In gathering quality of life data, researchers used an instrument known as the LCSS- Meso Scale. This scale is based on the Lung Cancer Symptom Scale (LCSS), a validated and widely used instrument for measuring quality of life in patients with lung cancer.
In addition to rating their overall level of quality of life, patients were also asked to rate five specific symptoms associated with their disease: pain, shortness of breath, fatigue, appetite loss, and cough. At least 90 percent of patients stated they had at least three of these symptoms.
According to the results, all comparisons favored the Alimta+cisplatin arm versus the cisplatin-alone arm. In particular, patients reported that the extent of their pain, shortness of breath and cough was significantly better by week 12, or after four cycles of treatment with Alimta+cisplatin, compared to cisplatin alone.

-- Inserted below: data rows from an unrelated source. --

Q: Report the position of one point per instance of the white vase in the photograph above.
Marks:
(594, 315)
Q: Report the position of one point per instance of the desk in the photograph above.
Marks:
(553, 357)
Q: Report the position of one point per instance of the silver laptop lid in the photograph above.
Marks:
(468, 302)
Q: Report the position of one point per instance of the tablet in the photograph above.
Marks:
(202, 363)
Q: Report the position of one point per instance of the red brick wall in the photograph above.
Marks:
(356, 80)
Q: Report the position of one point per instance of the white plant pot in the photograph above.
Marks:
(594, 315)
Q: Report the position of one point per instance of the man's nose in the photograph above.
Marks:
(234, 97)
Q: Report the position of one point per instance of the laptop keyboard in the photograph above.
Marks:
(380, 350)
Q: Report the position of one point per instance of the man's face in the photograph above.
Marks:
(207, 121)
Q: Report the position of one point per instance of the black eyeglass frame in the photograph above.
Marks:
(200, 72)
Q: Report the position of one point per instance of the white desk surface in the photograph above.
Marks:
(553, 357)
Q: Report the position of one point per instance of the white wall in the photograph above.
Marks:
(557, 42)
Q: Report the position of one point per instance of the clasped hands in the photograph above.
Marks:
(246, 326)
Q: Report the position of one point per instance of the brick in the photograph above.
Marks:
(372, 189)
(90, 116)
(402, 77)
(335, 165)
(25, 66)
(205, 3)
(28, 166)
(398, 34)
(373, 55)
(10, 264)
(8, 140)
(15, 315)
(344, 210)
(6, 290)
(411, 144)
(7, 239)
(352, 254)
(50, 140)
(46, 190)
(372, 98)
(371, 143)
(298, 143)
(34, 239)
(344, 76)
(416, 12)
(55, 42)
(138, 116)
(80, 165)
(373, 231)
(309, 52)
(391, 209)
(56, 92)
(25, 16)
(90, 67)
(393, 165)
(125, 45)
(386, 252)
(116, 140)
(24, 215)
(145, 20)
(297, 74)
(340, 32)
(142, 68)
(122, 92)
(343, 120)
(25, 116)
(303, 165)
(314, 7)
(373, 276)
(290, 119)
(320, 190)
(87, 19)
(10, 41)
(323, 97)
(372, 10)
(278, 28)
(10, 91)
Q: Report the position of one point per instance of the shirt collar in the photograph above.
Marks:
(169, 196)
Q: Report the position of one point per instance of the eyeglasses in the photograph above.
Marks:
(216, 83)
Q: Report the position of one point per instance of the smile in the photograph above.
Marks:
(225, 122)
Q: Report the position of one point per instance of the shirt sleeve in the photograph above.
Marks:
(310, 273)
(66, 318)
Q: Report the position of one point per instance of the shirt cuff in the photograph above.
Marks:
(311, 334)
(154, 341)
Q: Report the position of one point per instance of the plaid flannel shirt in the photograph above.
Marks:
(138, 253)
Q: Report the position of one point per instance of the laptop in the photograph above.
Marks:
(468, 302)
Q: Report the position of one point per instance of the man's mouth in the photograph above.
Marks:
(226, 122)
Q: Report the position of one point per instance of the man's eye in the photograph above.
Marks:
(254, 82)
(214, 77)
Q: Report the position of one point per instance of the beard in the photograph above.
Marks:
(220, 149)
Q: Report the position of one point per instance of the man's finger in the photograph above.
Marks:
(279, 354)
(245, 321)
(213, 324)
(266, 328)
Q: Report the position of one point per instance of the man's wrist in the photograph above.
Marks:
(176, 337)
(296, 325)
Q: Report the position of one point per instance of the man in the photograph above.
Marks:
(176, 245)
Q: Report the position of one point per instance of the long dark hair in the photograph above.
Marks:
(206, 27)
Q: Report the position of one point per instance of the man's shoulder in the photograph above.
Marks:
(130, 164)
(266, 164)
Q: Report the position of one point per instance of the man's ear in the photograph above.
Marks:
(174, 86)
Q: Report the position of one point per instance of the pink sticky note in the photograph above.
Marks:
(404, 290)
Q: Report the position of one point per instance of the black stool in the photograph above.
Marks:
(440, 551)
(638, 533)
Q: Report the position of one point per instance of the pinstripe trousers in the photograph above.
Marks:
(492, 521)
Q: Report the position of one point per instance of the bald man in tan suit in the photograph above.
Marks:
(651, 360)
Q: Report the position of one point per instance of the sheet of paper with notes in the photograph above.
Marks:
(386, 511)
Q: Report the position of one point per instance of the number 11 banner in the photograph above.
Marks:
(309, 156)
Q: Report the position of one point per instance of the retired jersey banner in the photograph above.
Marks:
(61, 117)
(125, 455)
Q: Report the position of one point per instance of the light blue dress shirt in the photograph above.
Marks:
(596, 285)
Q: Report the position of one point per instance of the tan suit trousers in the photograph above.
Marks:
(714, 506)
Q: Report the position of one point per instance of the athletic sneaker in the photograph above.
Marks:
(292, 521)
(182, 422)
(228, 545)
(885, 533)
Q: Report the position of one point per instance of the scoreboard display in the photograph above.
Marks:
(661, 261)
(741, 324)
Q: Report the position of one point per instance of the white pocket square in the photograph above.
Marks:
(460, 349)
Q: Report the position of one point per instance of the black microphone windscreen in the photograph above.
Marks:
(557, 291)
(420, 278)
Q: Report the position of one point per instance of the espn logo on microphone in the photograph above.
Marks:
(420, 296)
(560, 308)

These improvements persisted through two other measured periods of time: week 15 (five cycles of treatment) and week 18 (six cycles of treatment). In this study, evaluation was completed at the end of week 18.
Patients' level of fatigue was significantly better by week 15 and lasted through week 18 (the end of the evaluation period). In sum, according to the researchers, by week 18, significantly more patients on the Alimta+cisplatin arm reported better quality of life compared to patients on cisplatin only. As with the findings on survival, these results reached the level of statistical significance (p= 0.012).
The most common side effect of Alimta+cisplatin therapy observed in this 448-patient study was a decrease in white blood cell counts (technically known as neutropenia), but the rate of serious infection was very low. The severity of neutropenia, as well as other side effects, including diarrhea and painful mouth ulcers, was significantly ameliorated by folic acid and vitamin B12 supplementation.
In the United States, Alimta is in the process of a rolling submission to the U.S. Food and Drug Administration (FDA) for use, with cisplatin, in the treatment of malignant pleural mesothelioma. In the meantime, in cooperation with the FDA, Lilly has provided Alimta free of charge to more than 600 patients with mesothelioma as part of an expanded access, or compassionate use, program. Similar programs are underway in other countries around the world as well. "This is simply the right thing to do," said Paoletti. "Until now, patients could really only look forward to a steady downhill course. Now, patients with malignant pleural mesothelioma have access to a treatment that offers a chance of having an impact on the course of their disease."